Si la démocratie incarne la tension permanente entre les urnes et les principes, la télévision triche sur le nombre, ignore les principes et instrumentalise les valeurs. Elle les utilise comme des marchandises au rythme d’une prétendue demande populaire et de l’argent que tout cela rapporte. Elle les retourne contre elles-mêmes au nom d’une prétendue proximité, d’une connivence entre programmation et volonté populaire. Ainsi, vous verrez des reportages sur l’affaire Dutroux transformés en véritables films de science fiction avec mises en scène, bruitages et effets spéciaux (ce qui est scandaleux étant donné l’importance et l’horreur de cette affaire), au nom de l’émotion, au nom de la compréhension et de la tristesse que nous avons pour les victimes (les valeurs). De la même manière, vous aurez régulièrement des corps en feu, des enfants déchiquetés, des troncs humains traînés derrière une voiture ou des cadavres dans la poussière au nom de notre volonté d’être informé (les valeurs), autant d’images qui n’informent personne mais qui activent les passions et la haine dans l’incompréhension totale et généralisée. Vous aurez des élus d’extrême droite qui stigmatisent vos proches et les traînent dans la boue, et qui pourront agir de la sorte au nom du pluralisme (les valeurs), vous aurez des consultants en tous genres, des spécialistes «bidon» pour faire durer des reportages sans queue ni tête,…etc. Il en va de cette manière car la tension et l’équilibre entre prétendue volonté populaire (le simulacre) et les principes, sont totalement niés sur le petit écran. Nous sommes aujourd’hui en présence d’un discours quotidien qui ment sur «sa» logique démocratique et sur sa légitimité, et qui utilise ce mensonge pour programmer tout et n’importe quoi, en notre nom et au nom de notre volonté, pour autant que cela rapporte de l’argent.
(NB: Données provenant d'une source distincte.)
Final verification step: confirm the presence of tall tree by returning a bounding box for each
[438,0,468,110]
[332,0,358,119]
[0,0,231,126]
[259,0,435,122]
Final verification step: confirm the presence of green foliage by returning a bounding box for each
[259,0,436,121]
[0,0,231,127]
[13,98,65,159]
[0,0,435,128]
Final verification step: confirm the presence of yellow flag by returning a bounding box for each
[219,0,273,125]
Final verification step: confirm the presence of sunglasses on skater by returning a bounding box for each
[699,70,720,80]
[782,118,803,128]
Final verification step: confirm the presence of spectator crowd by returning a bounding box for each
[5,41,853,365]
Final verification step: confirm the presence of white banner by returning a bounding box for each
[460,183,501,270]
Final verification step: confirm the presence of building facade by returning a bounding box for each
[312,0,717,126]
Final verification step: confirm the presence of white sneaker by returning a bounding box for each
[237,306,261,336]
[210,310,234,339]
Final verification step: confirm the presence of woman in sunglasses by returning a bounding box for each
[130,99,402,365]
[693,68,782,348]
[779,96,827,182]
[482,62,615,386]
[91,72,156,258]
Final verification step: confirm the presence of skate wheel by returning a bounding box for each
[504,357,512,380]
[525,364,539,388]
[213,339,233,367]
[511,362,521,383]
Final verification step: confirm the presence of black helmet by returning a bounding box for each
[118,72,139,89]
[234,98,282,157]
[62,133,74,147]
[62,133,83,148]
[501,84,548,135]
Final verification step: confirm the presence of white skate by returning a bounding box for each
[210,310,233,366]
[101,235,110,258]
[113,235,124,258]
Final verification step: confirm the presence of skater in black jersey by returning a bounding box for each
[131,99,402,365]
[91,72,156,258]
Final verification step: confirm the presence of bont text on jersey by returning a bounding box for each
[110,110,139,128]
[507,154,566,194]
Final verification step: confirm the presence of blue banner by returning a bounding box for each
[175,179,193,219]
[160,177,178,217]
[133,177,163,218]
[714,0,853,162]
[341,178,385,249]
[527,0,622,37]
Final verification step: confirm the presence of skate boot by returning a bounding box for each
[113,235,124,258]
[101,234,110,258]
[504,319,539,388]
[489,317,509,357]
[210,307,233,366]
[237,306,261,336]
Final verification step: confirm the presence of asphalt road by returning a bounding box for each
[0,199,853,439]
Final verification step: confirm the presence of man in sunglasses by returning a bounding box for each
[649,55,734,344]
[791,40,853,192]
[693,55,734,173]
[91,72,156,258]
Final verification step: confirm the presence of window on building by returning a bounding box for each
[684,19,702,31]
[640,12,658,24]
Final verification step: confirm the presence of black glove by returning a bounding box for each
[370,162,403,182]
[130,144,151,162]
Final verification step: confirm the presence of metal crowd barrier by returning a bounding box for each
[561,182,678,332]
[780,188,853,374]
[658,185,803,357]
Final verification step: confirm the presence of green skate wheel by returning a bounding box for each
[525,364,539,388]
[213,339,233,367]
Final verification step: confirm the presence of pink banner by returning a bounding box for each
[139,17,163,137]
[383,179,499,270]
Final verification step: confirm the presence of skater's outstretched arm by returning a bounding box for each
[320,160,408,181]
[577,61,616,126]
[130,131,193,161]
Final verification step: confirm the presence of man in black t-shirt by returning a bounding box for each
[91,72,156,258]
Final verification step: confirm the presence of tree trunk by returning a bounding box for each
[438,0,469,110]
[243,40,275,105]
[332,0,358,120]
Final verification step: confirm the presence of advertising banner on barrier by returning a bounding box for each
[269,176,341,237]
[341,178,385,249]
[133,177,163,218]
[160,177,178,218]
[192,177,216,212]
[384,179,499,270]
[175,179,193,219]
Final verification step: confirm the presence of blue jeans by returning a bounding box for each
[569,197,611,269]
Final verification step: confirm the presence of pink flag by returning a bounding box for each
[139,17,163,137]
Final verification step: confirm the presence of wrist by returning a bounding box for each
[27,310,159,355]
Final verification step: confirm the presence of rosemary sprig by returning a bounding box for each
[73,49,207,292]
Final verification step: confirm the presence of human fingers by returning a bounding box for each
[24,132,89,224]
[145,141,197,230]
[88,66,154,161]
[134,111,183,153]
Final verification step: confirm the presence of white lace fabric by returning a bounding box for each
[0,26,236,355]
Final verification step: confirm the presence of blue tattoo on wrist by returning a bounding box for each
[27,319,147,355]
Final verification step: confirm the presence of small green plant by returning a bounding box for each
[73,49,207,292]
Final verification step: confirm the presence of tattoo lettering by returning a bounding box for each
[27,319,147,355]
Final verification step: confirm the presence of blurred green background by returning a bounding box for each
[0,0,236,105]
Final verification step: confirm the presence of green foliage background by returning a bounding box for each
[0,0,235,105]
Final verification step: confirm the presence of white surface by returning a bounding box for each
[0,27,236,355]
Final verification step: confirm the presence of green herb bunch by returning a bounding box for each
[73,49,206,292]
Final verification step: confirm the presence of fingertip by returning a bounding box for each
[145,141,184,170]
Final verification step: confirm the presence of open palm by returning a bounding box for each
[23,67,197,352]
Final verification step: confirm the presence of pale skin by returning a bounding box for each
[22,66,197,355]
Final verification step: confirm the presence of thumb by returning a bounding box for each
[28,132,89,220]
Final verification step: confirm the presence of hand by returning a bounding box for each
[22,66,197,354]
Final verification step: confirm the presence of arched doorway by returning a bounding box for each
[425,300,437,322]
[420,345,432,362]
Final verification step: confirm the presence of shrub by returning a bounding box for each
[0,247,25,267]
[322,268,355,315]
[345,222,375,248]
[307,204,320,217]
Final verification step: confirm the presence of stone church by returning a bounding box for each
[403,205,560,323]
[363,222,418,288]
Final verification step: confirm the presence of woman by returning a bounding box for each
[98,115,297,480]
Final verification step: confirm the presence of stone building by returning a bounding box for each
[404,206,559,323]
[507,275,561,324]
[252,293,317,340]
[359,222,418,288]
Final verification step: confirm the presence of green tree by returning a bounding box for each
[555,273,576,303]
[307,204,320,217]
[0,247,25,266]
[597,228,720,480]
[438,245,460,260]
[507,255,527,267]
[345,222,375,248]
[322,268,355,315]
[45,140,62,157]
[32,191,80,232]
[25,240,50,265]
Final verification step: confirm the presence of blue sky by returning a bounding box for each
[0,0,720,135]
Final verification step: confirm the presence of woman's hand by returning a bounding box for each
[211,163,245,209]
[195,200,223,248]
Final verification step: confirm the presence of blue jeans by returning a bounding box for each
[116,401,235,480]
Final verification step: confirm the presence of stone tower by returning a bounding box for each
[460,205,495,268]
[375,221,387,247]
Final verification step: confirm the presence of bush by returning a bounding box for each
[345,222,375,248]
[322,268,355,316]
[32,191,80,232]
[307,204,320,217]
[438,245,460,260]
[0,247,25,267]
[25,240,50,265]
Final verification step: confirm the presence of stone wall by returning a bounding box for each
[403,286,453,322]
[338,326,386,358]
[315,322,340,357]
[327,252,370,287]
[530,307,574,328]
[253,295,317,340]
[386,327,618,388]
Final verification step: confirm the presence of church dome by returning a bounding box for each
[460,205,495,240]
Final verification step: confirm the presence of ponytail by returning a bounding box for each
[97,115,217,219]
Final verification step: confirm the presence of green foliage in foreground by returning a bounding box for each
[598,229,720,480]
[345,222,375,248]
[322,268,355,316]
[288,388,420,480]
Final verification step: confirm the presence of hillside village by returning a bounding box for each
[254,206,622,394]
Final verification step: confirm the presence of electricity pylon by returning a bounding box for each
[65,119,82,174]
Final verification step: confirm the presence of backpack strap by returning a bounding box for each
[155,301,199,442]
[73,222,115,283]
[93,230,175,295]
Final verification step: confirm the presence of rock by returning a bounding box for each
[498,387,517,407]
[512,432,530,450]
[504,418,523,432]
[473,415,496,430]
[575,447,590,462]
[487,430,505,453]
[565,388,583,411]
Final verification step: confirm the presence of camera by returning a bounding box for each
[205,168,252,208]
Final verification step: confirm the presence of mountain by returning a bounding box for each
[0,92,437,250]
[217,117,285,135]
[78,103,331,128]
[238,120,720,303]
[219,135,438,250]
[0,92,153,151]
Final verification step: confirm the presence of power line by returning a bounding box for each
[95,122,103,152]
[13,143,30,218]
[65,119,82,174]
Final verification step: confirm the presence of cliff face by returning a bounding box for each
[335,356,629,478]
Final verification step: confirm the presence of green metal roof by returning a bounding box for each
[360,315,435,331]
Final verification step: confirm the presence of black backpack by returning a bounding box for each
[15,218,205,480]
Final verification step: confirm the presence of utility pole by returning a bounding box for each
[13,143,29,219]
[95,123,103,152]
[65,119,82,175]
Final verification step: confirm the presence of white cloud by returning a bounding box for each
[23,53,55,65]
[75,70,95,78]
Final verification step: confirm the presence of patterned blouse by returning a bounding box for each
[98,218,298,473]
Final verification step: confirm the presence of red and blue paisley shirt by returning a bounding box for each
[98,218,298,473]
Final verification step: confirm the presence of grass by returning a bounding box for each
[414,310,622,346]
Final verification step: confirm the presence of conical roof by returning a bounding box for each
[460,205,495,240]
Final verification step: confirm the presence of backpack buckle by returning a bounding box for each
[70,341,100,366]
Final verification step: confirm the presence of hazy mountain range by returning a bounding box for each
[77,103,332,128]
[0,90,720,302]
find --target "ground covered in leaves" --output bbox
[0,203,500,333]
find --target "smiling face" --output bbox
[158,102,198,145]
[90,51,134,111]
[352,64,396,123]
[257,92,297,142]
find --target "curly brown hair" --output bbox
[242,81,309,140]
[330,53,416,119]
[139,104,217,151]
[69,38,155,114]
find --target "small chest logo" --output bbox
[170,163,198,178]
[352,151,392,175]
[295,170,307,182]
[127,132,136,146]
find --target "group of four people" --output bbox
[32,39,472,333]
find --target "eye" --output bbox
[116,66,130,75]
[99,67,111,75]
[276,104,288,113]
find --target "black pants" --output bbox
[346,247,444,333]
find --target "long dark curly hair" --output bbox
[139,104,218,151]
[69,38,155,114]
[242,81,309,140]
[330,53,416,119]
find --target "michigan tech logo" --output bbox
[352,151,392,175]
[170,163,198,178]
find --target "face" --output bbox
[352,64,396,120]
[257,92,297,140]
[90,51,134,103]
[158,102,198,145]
Démocratie d’opinion et régimes démocratiques

Ce qui pose problème ici, c’est la prétention démocratique de la télévision, sa prétention à représenter la population. C’est la légitimité qu’elle prétend avoir au nom d’un nombre, d’une masse qu’elle ne représente en rien, pas même avec les quelques individus sondés dans le cadre de la mesure technique de l’audience à domicile, et encore moins avec le micro-trottoir, ses trois «pour» et ses deux «contre». Ce qui est grave fondamentalement, c’est l’imprécision qui règne entre simulacre de démocratie à la télévision et fonctionnement réel de notre démocratie au quotidien. Le problème se situe au niveau de la confusion dans les esprits entre un régime de télévision basé sur le (faux) nombre et sur les passions («Ils veulent, ils auront! Et tout de suite!»), et un système politique démocratique concret! Le vrai, le nôtre, celui qui nous concerne tous, un système basé certes sur les urnes mais aussi, et peut-être principalement, sur des valeurs et des principes. Autant d’éléments qui ne pourront être balayés par la force du nombre comme le veut la télévision et comme elle l’exige dans sa programmation. À la télévision, au nombre, au sondage permanent et au simulacre de représentativité, notre régime démocratique leur substitue le temps, la réflexion, la discussion et l’élaboration des choix, le respect, la tolérance, la liberté et l’égalité, autant de caractéristiques qui séparent l’organisation de notre société de la programmation de TF1, RTL, AB3 et du service public qui singe pathétiquement ces dernières. La démocratie n’est pas un sondage permanent qui se limite au nombre et triche sur ce dernier. Mais elle risque de le devenir si dans nos esprits, et dans l’esprit de nos élus, il faut toujours coller à l’opinion cet « avis » collectif imprécis, changeant, instable, nébuleux, passager et éphémère.